|Main uses||Low blood calcium, high blood magnesium|
|By mouth, IV, topical|
|Defined daily dose||3 grams|
|Chemical and physical data|
|Molar mass||430.373 g·mol−1|
|3D model (JSmol)|
|Melting point||120 °C (248 °F) (decomposes)|
|Solubility in water||slowly soluble mg/mL (20 °C)|
Calcium gluconate is a mineral supplement and medication. As a medication it is used by injection into a vein to treat low blood calcium, high blood potassium, and magnesium toxicity. Supplementation is generally only required when there is not enough calcium in the diet. Supplementation may be done to treat or prevent osteoporosis or rickets. It can also be taken by mouth but is not recommended for injection into a muscle.
Side effects when injected include slow heart rate, pain at the site of injection, and low blood pressure. When taken by mouth side effects may include constipation and nausea. Blood calcium levels should be measured when used and extra care should be taken in those with a history of kidney stones. At normal doses, use is regarded as safe in pregnancy and breastfeeding. Calcium gluconate is made by mixing gluconic acid with calcium carbonate or calcium hydroxide.
Calcium gluconate came into medical use in the 1920s. It is on the World Health Organization's List of Essential Medicines. Calcium gluconate is available as a generic medication. The wholesale cost in the developing world is about US$0.21–1.34 per one-gram vial, 10 ml of 100 mg/ml (10% solution). In the United Kingdom this amount costs the NHS about 0.65 pounds.
Low blood calcium
10% calcium gluconate solution (given intravenously) is the form of calcium most widely used in the treatment of low blood calcium. This form of calcium is not as well absorbed as calcium lactate, and it only contains 0.93% (930 mg/dl) calcium ion (defined by 1 g weight solute in 100 ml of solution to make 1% solution w/v). Therefore, if the hypocalcemia is acute and severe, calcium chloride is given instead.
High blood potassium
Calcium gluconate is used as a cardioprotective agent in people with high blood potassium levels, with one alternative being the use of calcium chloride. It is recommended when the potassium levels are high (>6.5 mmol/l) or when the electrocardiogram (ECG) shows changes due to high blood potassium.

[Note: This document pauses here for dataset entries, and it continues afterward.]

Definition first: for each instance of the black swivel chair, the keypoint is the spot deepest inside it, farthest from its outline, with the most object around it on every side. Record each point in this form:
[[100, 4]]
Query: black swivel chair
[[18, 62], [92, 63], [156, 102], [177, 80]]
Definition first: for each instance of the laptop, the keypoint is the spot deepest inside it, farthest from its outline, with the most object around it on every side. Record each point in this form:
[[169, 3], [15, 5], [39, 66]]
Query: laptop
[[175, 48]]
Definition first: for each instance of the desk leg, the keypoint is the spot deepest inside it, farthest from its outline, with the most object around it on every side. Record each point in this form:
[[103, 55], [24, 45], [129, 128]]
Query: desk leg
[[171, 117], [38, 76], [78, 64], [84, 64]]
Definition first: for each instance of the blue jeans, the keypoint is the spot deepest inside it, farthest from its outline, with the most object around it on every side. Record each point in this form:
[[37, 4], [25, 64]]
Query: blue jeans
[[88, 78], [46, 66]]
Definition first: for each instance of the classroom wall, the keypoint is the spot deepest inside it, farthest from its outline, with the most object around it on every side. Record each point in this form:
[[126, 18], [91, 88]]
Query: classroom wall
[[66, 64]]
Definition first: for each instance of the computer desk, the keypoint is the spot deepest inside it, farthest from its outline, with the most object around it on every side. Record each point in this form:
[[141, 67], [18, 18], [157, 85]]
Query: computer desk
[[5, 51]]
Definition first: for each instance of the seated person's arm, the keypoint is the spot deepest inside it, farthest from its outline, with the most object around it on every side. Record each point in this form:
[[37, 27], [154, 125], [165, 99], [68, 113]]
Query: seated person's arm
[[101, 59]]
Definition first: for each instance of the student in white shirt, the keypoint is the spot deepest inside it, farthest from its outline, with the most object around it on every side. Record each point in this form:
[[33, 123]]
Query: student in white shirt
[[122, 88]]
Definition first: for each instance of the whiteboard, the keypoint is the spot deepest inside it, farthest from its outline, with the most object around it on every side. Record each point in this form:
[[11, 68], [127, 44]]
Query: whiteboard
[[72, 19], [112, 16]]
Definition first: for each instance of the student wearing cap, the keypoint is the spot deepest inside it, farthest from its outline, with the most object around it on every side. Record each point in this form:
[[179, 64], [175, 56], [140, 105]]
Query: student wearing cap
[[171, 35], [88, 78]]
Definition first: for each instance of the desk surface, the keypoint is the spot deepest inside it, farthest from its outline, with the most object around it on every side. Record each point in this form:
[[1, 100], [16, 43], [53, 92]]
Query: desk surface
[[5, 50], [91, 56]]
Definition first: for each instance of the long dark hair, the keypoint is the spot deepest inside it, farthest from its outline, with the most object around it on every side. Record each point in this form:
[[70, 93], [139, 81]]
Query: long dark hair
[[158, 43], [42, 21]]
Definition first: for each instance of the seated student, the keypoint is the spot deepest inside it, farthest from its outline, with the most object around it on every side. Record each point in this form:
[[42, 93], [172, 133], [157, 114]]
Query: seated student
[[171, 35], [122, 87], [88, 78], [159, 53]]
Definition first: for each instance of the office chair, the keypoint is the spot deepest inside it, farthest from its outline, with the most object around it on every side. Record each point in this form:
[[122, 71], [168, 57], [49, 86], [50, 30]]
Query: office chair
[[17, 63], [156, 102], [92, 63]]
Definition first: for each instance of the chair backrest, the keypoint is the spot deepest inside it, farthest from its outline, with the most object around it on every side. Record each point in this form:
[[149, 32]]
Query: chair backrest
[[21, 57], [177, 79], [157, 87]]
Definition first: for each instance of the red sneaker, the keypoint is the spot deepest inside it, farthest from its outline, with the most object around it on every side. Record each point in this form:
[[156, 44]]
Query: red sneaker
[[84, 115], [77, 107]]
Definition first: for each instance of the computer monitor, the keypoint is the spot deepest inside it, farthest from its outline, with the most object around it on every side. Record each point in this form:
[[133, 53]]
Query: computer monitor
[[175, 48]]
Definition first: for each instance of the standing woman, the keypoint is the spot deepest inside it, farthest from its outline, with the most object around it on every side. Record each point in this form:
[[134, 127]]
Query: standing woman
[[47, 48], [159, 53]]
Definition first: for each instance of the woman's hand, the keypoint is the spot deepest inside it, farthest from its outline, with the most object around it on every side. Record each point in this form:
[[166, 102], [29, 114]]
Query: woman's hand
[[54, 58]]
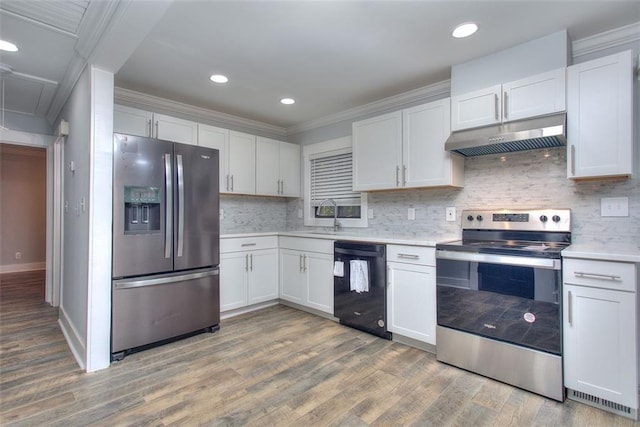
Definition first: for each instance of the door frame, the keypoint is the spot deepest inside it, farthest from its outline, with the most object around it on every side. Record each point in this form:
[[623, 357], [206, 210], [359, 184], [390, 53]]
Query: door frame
[[54, 152]]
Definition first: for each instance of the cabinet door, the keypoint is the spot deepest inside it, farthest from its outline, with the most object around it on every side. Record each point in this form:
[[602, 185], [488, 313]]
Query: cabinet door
[[176, 130], [233, 280], [289, 169], [534, 96], [263, 275], [131, 121], [292, 286], [477, 108], [318, 270], [217, 138], [600, 343], [377, 152], [425, 161], [411, 301], [242, 163], [267, 166], [600, 117]]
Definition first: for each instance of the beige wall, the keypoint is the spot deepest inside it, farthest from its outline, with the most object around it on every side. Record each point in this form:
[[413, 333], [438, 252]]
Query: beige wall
[[22, 207]]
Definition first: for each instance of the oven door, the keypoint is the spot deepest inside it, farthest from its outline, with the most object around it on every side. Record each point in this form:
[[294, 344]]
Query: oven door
[[513, 299]]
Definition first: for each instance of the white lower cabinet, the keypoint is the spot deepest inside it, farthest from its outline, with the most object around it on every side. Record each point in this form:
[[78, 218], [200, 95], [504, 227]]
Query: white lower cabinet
[[248, 271], [600, 334], [306, 272], [411, 292]]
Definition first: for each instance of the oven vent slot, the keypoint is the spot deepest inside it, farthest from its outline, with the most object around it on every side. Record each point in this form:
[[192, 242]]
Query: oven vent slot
[[605, 404]]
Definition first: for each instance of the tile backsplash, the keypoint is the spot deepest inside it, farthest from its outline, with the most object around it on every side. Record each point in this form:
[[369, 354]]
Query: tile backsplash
[[531, 179]]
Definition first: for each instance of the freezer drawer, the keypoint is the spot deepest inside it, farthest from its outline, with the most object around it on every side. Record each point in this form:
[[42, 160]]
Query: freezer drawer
[[149, 309]]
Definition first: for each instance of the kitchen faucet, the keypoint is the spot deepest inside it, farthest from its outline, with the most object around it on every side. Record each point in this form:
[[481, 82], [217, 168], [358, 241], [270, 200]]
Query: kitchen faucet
[[336, 224]]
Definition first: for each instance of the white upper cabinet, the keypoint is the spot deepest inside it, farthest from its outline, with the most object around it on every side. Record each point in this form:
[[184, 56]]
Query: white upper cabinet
[[529, 97], [133, 121], [405, 149], [425, 129], [277, 168], [600, 117], [377, 152], [218, 138], [241, 175]]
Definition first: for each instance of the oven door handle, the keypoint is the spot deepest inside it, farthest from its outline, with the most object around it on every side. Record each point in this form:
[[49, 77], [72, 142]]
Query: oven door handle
[[547, 263]]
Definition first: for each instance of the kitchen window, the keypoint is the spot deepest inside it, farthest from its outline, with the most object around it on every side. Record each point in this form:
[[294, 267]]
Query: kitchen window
[[328, 186]]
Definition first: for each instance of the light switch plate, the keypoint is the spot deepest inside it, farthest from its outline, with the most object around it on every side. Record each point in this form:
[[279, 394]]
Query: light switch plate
[[614, 206], [450, 213]]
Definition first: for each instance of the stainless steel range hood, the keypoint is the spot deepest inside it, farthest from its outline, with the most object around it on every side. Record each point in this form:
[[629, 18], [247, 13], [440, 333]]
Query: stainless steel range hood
[[530, 134]]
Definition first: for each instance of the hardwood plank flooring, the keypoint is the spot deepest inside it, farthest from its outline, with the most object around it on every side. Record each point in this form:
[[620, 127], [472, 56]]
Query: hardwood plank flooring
[[273, 367]]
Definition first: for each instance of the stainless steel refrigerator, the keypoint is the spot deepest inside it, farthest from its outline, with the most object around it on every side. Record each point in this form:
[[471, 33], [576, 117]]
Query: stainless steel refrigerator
[[166, 235]]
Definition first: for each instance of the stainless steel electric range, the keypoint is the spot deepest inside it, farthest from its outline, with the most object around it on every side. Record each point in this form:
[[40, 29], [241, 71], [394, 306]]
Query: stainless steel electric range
[[499, 297]]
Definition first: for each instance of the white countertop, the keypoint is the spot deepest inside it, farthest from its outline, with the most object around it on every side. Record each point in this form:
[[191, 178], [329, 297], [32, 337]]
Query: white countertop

Magnesium sulfate overdose
It is also used to counteract an overdose of Epsom salts magnesium sulfate, which is often administered to pregnant women in order to prophylactically prevent seizures (as in a patient experiencing preeclampsia). Magnesium sulfate is no longer given to pregnant women who are experiencing premature labor in order to slow or stop their contractions (other tocolytics are now used instead due to better efficacy and side effect profiles). Excess magnesium sulfate results in magnesium sulfate toxicity, which results in both respiratory depression and a loss of deep tendon reflexes (hyporeflexia).
Hydrofluoric acid burns
Gel preparations of calcium gluconate are used to treat hydrofluoric acid burns. The calcium gluconate reacts with hydrofluoric acid to form insoluble, non-toxic calcium fluoride. In addition to a 2.5% calcium gluconate gel being applied directly to the chemical burn, the person may also receive calcium gluconate supplements because the fluoride ion precipitates serum calcium, causing hypocalcemia.
Black widow spider bites
Historically, intravenous calcium gluconate was used as an antidote for black widow spider envenomation, often in conjunction with muscle relaxants. This therapy, however, has since been shown to be ineffective.

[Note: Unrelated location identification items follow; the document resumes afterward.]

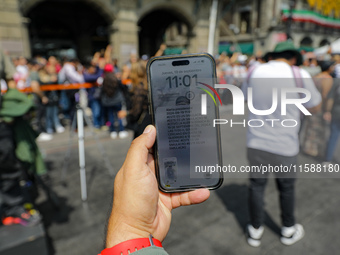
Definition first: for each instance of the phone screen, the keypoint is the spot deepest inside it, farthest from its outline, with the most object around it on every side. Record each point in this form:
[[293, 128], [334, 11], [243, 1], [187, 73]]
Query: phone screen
[[183, 106]]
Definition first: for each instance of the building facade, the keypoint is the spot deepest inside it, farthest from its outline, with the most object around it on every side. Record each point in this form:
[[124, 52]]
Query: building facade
[[260, 24], [46, 27]]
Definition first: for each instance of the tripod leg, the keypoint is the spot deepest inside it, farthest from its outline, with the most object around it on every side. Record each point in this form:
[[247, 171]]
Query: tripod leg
[[99, 145], [68, 152]]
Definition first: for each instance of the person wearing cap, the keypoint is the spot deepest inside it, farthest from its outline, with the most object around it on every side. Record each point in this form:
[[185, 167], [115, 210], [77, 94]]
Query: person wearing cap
[[313, 143], [332, 115], [273, 144]]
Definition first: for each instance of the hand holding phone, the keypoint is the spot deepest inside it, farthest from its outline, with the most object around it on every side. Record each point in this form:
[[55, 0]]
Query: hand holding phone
[[187, 143]]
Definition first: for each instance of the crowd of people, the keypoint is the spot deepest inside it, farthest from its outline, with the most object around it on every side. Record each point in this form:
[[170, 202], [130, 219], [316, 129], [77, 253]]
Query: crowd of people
[[123, 94], [319, 133], [118, 92]]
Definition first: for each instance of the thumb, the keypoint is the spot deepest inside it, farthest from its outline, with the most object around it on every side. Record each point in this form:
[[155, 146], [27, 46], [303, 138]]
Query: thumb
[[137, 156]]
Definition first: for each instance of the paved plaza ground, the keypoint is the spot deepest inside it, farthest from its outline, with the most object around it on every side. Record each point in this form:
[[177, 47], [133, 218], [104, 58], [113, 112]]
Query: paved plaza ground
[[214, 227]]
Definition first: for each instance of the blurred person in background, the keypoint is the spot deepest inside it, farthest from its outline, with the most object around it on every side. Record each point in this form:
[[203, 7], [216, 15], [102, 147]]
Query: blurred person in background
[[315, 127], [22, 73], [276, 145], [126, 70], [112, 99], [310, 64], [48, 75], [40, 99], [19, 154], [94, 70], [332, 115], [69, 73], [138, 116]]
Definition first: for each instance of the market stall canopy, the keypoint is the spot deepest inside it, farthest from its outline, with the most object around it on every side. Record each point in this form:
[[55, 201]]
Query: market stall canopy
[[333, 48]]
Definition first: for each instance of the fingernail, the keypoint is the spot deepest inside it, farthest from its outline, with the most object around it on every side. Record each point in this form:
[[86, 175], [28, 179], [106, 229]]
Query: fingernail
[[147, 130]]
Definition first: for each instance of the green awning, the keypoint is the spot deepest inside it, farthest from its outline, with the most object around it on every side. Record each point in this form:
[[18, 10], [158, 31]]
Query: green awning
[[173, 51], [245, 48], [306, 48]]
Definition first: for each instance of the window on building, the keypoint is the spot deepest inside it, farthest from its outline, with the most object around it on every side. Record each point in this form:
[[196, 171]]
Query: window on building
[[245, 22], [306, 41]]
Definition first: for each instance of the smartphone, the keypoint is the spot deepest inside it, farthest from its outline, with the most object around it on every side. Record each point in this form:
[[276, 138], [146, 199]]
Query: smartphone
[[183, 108]]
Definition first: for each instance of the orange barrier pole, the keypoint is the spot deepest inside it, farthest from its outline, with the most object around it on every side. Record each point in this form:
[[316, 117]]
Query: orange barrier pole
[[59, 87]]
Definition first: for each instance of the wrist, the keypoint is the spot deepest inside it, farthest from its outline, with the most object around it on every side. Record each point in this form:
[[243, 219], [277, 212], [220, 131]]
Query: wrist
[[122, 232], [131, 246]]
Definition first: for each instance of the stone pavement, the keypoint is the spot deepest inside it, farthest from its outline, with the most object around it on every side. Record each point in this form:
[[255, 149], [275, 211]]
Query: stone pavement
[[214, 227]]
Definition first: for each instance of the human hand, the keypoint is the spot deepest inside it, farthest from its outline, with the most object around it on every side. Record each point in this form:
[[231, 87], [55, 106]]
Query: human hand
[[122, 114], [139, 208], [44, 100], [327, 116]]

While intravenous calcium has been used in cardiac arrest, its general use is not recommended. Cases of cardiac arrest in which it is still recommended include high blood potassium, low blood calcium such as may occur following blood transfusions, and calcium channel blocker overdose. There is the potential that general use could worsen outcomes. If calcium is used, calcium chloride is generally the recommended form.
The defined daily dose is 3 gram by mouth or by injection. For severe low blood calcium 10 ml of a 10% solution may be given by injection over at least 5 minutes followed by 40 ml over 24 hours. In newborns the initial dose is 2 ml/kg of a 10% solution over half an hour followed by 4 ml/kg over 24 hours. A similar initial dose may also be used for magnesium sulfate toxicity.
Calcium gluconate side effects include nausea, constipation, and upset stomach. Rapid intravenous injections of calcium gluconate may cause hypercalcaemia, which can result in vasodilation, cardiac arrhythmias, decreased blood pressure, and bradycardia. Extravasation of calcium gluconate can lead to cellulitis. Intramuscular injections may lead to local necrosis and abscess formation.